Fall 2001 to Spring 2002

 

Title: Taming the Infinite: Verification of Parameterized Systems
Speaker: Amir Pnueli, Weizmann Institute of Science and New York University
Abstract: The task of formal verification sets out to establish with mathematical certainty that a reactive (hardware or software) system conforms with its specification. Two main paradigms are currently applied for performing this important task: MODEL CHECKING which, in a fully automatic manner, exhaustively explores all the reachable states of the system but is restricted to systems with a finite (and not too large) number of states, and DEDUCTIVE VERIFICATION, which requires user ingenuity and guidance, but can be applied to infinite-state systems.

In this talk, we will survey approaches which combine ideas from the two methods to achieve higher degrees of automation in the verification of infinite-state systems. After exploring the various sources for infinity within systems, which could be due to complex control or architectural structure or due to extensive data, we will identify the main techniques proposed to deal with this "state explosion", and can be used to reduce an infinite-state system into a finite one.
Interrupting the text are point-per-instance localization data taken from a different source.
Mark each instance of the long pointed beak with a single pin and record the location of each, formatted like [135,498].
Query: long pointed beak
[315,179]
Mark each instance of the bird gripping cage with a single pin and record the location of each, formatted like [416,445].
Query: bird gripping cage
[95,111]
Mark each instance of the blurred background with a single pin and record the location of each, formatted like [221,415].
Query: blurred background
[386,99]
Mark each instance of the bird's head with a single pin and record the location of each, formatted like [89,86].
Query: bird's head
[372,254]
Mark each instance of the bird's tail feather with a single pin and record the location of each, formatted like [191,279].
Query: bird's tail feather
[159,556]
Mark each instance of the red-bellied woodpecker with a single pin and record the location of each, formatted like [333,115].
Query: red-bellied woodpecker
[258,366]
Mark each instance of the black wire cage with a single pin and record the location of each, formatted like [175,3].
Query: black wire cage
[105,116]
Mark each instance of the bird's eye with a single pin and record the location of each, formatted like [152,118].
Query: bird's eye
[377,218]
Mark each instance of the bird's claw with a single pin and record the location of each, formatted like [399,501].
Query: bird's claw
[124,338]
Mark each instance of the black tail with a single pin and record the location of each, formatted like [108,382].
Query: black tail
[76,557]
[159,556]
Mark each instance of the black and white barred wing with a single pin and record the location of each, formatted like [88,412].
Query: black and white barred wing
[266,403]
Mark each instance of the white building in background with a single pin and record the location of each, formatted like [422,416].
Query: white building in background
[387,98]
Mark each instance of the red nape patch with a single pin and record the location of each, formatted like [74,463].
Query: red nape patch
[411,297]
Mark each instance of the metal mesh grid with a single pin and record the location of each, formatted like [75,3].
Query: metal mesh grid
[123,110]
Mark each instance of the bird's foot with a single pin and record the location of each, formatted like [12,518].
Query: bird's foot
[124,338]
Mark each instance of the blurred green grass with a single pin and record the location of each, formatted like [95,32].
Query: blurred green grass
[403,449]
These include the techniques of abstraction, (de)composition, reduction due to symmetry, and generic instantiation. Typical successful applications of these techniques are the uniform verification of parameterized systems, where we consider a family of networks whose size (e.g. number of processes) is a parameter, and the method is able to establish its correctness for any value of the parameter.

Title: How to find lots of bugs with system-specific static analysis
Speaker: Dawson Engler, Stanford University
Abstract: Systems software such as OS kernels, embedded systems, and libraries must obey many rules. Common examples include "accesses to variable A must be guarded by lock B," "kernel code must check user pointers for validity before dereferencing them," and "message handlers should free their buffers as quickly as possible to allow greater parallelism." While a single rule violation can crash a system, these rules are typically unchecked (or even documented).

The first part of this talk shows how to automatically check such rules using system-specific static analysis. In our approach, system builders write simple compiler extensions that automatically check their code for rule violations. The approach has found thousands of errors in real systems such as Linux, OpenBSD, the Xok exokernel, and the FLASH machine's embedded software. Most extensions were less than a hundred lines of code and written by implementers who had a limited understanding of the systems checked.

The second part of the talk describes how to automatically infer rules from the source code itself rather than having to know them a priori. The cornerstone of our approach is inferring "beliefs" from code that we then cross-check for contradictions. Beliefs are facts implied by code: a dereference of a pointer, "p", implies a belief that "p" is non-null, a call to "unlock(l)" implies that "l" was locked, etc. For beliefs we know the programmer must hold, such as the pointer dereference above, we immediately flag contradictions as errors. For beliefs that the programmer may hold, we can assume these beliefs hold and use a statistical analysis to rank the resulting errors from most to least likely. For example, if a call to "spin_lock" is paired with a call to "spin_unlock" 1000 times and not paired 1 time, this is a good indication that the code believes these calls must be paired, and that the single deviation is an error. The key feature of this approach is that it requires no a priori knowledge of truth: if two beliefs contradict, we know that one is an error without knowing what the correct belief is. Belief analysis allows us to infer 10-100 times things to check than if we relied on manual specification and to check properties we found impractical to manually specify.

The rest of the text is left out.